My notes on Paul Verhoeven’s Benedetta (2020)
Paul Verhoeven has often built films around powerful blonde women who might be minx or martyr, saint or sadist – Renee Soutendijk in The Fourth Man, Sharon Stone in Basic Instinct, Elizabeth Berkley in Showgirls, Carice van Houten in Black Book, Isabelle Huppert in Elle … the actresses even look alike, which extends to less central characters played by Jennifer Jason Leigh and Elisabeth Shue in Flesh + Blood and Hollow Man.
Now, Virginie Efira joins the collection as well-born 17th century Italian nun Benedetta, who lived in the walled city of Pescia. Benedetta seems divinely if absurdly protected from childhood (played by Elena Plonka) – one miracle involves a bird shitting on a bandit’s eye, another a falling statue of the Virgin Mary which doesn’t crush her but does shove a naked wooden breast in her face. The adult Sister Benedetta is somehow able to reconcile a sense of God-given altruistic mission with highly sexualised passion for novice Bartolomea (Daphne Patika), who comes from a much rougher background, and a commitment to convent politics that sees her parlaying dubious stigmata into a boardroom takeover that ousts the abbess (Charlotte Rampling). Local churchmen are happy to go along with Benedetta’s showbusiness miracles, remembering how St Francis turned Assissi from an obscure village to a wealthy pilgrimage destination … but Sister Christina (Louis Chevillotte), the Abbess’ daughter, bristles with so much outrage at the fakery that she exaggerates claims of evidence against the miracle to tragic effect. As a comet casts a sickly light over the walled city of Pescia, the abbess’s attempts to put Benedetta in her place by calling on a higher authority bring the metaphorical plague of a papal nuncio (Lambert Wilson) and his torturers to the city along with the literal pestilence that’s ravaging the countryside. When Benedetta proclaims that Jesus – who she sometimes imagines as an action hero pin-up or lover – has promised to spare the town the plague, has she made a cardinal error … or will fate, God or irony back her up?
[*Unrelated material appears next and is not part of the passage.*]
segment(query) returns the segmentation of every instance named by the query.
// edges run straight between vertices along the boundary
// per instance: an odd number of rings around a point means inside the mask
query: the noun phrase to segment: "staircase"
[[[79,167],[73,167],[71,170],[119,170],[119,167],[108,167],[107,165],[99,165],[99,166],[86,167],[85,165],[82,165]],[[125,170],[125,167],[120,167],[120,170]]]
In the 1960s and ‘70s, a run of mostly-Italian films with titles like The True Story of the Nun of Monza or Behind Convent Walls (not to mention Ken Russell’s The Devils) tackled similar historic subject matter with exploitative intent – and Verhoeven happily takes an even more explicit, lurid approach. Because she can’t penetrate her lover deep enough with her fingers to satisfy her, Bartolomea takes a small statue of the Virgin Mary Benedetta brought to the convent as a child and carves its lower half into a sacrilegious dildo – used in a sex scene that is later mirrored by a torture sequence involving an implement known as ‘the iron pear’ used to force a betrayal that also involves the sacred sex toy. Verhoeven, as often before, shows his female leads in the throes of sweaty passion but also suffering undignified legal or medical procedures or spattered in blood, mud and other mess.
Also typical of the director, this is at once a serious film on an important subject – the levels of male and female power in political, sexual and religious systems – and a completely gripping soap opera with multiple twists, turns and surprises … ranging from stretches of earthy humour to moments of physical and spiritual horror. Efira’s Benedetta is a heroine and a monster, unnervingly sure of her own mission and purpose … ferociously self-interested in a way that shocks the otherwise utterly venal Bartolomea (who only becomes a nun because she’s fed up of being raped by her father and brothers) and infuriates the devout Christina (so much that the good woman is tempted to sin) but also genuinely altruist and brave in the service of her community. Most nunsploitation films end with torture and execution – and the climax here does find someone condemned to be burned at the stake – but Verhoeven isn’t the type to deliver a simple downer, and the finale takes an outrageous scenes-we’d-like-to-see approach to the set-up of, say, The Devils. Whether Benedetta is a saint or a psychopath is still up for debate, but the film is amazingly entertaining and a likely contender for cultdom.
This is a marvellous surprise. Verhoeven is back, with a Nunsploitation epic to boot. Will be pleased to buy a ticket and help found the Cult of Benedetta! Strangely enough, just yesterday was musing on how much I appreciate Die Vierte Man – with it’s excellent and subtle insinuation of the Virgin Mary enjoying a quiet and anonymous incarnation, almost peripheral to the main plot and players. Top that Zulawski!